For me, one of the biggest challenges is getting male leaders to drive the D&I agendas in their organisations, modelling behaviour and creating an environment of awareness. I genuinely believe the desire is there for many CEOs to create truly diverse and inclusive businesses but they simply don’t have the support to enable their desire to develop into action. People & Culture leaders aren’t always equipped or motivated to give that support either, so progress is slowed.
When I came across Male Champions of Change I was buoyed by its impressive list of powerful male leaders from world leading companies. The agenda, a ‘movement’ if you will, to speed up the pace of change, addressing the “unacceptably low levels of women in leadership”. The strategy is about male leaders advocating for and acting to advance gender equality. Decent, powerful men working together to understand gender equality issues, step up beside women and work collectively to disrupt the status quo.
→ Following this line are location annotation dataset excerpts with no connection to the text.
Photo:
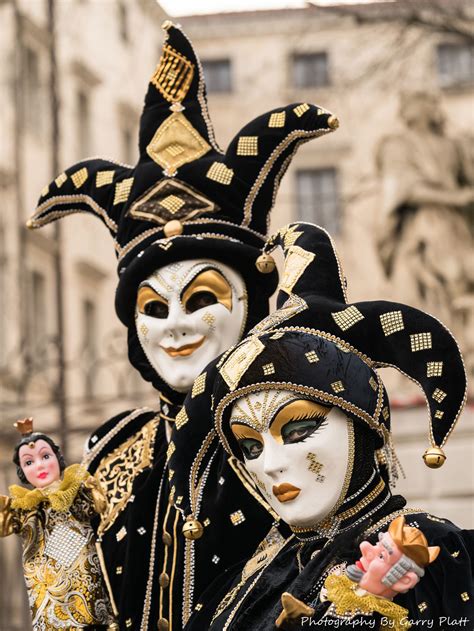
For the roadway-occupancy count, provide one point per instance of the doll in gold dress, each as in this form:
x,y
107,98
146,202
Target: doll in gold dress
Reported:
x,y
60,563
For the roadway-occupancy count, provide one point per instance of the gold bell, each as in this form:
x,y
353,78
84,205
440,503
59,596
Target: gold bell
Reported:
x,y
333,122
434,457
173,228
265,263
192,529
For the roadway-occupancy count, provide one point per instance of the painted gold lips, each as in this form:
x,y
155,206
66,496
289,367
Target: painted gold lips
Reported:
x,y
185,350
285,492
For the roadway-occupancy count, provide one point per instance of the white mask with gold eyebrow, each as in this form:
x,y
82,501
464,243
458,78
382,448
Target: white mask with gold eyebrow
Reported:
x,y
296,450
187,314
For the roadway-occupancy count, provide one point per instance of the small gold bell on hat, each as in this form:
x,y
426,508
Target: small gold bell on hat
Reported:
x,y
192,528
434,457
173,228
265,263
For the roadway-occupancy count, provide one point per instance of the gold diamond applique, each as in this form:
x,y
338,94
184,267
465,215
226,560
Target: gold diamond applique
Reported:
x,y
420,342
391,322
373,384
434,369
312,357
277,119
199,385
103,178
59,181
237,518
299,110
122,190
439,395
170,451
247,146
347,318
172,203
176,131
220,173
79,177
181,419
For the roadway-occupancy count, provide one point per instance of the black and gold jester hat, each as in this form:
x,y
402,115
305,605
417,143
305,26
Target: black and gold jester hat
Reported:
x,y
313,297
186,198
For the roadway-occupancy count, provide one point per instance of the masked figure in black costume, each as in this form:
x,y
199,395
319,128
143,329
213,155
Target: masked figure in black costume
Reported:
x,y
299,401
188,223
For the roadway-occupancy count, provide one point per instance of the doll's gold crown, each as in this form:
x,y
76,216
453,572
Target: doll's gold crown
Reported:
x,y
24,426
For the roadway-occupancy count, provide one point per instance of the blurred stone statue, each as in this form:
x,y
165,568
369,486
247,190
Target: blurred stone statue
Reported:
x,y
425,234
“Let’s not pretend that there aren’t already established norms that advantage men. Men invented the system. Men largely run the system. Men need to change the system.”
I was recently discussing exactly this with Sam Riley, CEO of successful Australian born software company ansarada. He typifies the leader I’ve described above who has made both the “head and heart” connection; understanding both the business opportunity and the challenges women face. Now he is looking at how he can prioritise the issue of gender equality at ansarada. The job is to engage leaders to take collective, far reaching action and that involves bringing to life for them how ingrained systemic, conscious and unconscious gender bias is. ansarada has an almost entirely male leadership team, mostly middle aged white guys who will of course, unconsciously, think like middle aged white guys.
The advice of Male Champions of Change for leader’s like Riley in engaging his leadership team to take action is “listening to the human stories shared by women and men (and not just through the advice of HR advisors), is critical to building the emotional engagement and necessary sense of urgency required for tackling gender equality.”
John Sullivan blogged about his own journey to becoming intentional about hiring for diversity while at Thoughtworks. He was faced with a male and female candidate for a grad tech’ role where the male was technically stronger. He was challenged by his leader at the time to consider the benefit of having more females in their overly male team, this outweighing the tech’ skill set of the male candidate. Sullivan hired the female and the result he says was that “she added more than any super gifted technical genius”.
In my last role I experienced a similar hiring dilemma but sadly I failed to counsel the leader at the time and the male candidate was hired based on a relatively minor technical strength. The result is an infrastructure team that is still all male and a leader who doesn’t recognise the supreme benefit of having females in his team over a technological skill.
I am continuing to champion the D&I agenda with clients I work with but I’d like to see more male leaders, at every level, getting involved, educating themselves and making it a priority to make a difference.
My advice to leaders is simple: Be The Change.